Would you like tailored treatment?One in ten people get no relief from the painkiller codeine. We don't all respond to a medicine in the same way, or require the same dose. This is because of differences in some of our gene instructions for the proteins that break down drugs in our bodies. Scientists are trying to identify these genes, so that in the future, doctors may be able to predict reactions to a medicine. They may then be able to tailor treatment accordingly.
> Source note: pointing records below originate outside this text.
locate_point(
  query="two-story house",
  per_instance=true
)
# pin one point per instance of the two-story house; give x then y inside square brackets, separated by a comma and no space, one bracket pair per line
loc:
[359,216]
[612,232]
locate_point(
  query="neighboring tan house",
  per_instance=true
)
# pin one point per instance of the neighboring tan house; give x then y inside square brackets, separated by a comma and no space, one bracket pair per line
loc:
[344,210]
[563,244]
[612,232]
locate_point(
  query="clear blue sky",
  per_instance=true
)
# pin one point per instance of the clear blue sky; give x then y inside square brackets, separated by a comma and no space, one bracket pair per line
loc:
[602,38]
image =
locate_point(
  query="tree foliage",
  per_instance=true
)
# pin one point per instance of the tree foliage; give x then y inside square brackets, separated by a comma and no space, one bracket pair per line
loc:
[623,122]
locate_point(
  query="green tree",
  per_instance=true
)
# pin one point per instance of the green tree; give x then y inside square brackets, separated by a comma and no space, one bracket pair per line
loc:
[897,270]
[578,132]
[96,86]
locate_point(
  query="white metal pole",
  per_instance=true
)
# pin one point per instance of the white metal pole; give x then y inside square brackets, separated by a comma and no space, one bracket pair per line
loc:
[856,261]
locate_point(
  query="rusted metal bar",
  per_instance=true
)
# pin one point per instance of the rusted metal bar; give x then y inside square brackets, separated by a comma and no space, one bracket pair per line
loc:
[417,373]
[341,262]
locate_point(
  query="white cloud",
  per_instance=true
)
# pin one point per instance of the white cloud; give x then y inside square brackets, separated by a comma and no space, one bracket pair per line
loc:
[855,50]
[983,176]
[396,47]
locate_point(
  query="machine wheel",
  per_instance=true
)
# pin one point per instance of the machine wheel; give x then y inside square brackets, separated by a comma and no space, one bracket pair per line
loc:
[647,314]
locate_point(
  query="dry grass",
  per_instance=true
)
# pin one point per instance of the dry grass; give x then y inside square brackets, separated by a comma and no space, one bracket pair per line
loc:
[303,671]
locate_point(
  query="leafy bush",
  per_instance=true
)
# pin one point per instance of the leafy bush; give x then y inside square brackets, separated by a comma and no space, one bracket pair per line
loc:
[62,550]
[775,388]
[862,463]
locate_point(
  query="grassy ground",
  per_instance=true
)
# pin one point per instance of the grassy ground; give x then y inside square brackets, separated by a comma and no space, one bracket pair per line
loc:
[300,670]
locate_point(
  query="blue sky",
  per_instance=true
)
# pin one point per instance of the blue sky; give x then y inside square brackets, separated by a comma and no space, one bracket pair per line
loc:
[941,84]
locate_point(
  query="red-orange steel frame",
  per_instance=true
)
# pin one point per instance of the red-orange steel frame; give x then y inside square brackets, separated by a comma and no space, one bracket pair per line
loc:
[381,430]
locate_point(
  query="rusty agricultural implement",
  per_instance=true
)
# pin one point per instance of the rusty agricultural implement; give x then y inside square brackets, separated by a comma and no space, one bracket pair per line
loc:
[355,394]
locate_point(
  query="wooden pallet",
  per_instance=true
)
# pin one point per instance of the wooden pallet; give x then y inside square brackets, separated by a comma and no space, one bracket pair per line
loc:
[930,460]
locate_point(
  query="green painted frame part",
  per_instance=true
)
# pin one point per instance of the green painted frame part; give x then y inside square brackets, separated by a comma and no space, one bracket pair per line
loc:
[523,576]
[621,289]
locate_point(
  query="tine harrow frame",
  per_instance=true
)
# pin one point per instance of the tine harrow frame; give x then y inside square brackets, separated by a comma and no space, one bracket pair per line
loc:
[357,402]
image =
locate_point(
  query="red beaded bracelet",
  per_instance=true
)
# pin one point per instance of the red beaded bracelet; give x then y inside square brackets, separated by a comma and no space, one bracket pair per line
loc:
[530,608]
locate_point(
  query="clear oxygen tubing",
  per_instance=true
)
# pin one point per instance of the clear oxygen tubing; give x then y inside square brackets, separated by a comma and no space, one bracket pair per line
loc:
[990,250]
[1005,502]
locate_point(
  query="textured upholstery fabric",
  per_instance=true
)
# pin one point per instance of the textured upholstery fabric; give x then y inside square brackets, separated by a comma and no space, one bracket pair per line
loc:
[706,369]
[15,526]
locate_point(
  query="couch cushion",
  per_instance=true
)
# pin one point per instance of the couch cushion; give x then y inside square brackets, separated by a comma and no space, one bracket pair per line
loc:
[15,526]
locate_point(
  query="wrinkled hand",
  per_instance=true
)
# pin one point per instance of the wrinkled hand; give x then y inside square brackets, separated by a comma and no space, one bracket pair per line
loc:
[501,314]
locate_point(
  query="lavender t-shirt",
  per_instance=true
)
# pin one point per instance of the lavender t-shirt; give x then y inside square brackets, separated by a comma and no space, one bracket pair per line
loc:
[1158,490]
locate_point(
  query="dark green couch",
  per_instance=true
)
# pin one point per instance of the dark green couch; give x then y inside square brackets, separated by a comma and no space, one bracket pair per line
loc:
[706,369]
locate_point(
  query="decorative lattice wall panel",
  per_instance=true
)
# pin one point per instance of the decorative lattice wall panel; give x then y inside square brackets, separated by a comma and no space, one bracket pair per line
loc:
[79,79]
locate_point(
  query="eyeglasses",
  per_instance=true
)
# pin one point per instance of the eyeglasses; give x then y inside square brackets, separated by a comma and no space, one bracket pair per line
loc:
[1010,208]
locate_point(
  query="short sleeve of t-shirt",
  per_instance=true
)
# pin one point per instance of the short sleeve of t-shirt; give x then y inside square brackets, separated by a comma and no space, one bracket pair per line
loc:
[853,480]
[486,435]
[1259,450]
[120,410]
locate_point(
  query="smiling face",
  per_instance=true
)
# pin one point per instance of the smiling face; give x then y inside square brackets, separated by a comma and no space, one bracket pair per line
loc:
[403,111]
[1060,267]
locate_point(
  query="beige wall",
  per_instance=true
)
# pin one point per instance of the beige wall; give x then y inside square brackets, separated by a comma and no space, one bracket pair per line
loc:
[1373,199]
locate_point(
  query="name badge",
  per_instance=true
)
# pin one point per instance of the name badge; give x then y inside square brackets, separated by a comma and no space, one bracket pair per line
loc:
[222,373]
Why do some people react badly?
Pharmacogenomics, sometimes called personalised medicine, is the study of genetic variations that lead to people having different responses to drugs. It provides the possibility of treatment that would be specifically tailored to you, taking into account how your body would metabolise the drug and how effective the drug will be in treating your particular condition. There are already drugs to treat breast cancer and a type of leukaemia that only work for patients with a certain genetic profile.
What is the history of pharmacogenomics?
Pharmacogenomics was borne out of three independent findings in the 1950s. First, studies of African-American soldiers who had developed anaemia after taking an antimalarial drug were found to be deficient in a particular enzyme. This inherited deficiency was later found to affect 400 million people worldwide. Second, it was found that people who received a drug to treat tuberculosis either metabolised it quickly or slowly. This rate was found to be genetically determined. Third, it was found that patients who experienced prolonged effects of the anaesthetic succinylcholine had inherited an unusual form of an enzyme.
What is the future for pharmacogenomics?
Scientists are hopeful that further development of pharmacogenomics will result in more powerful medicines that are safer and produce fewer unpleasant side effects. It may also mean people can be screened more accurately for diseases and provide us with better vaccines.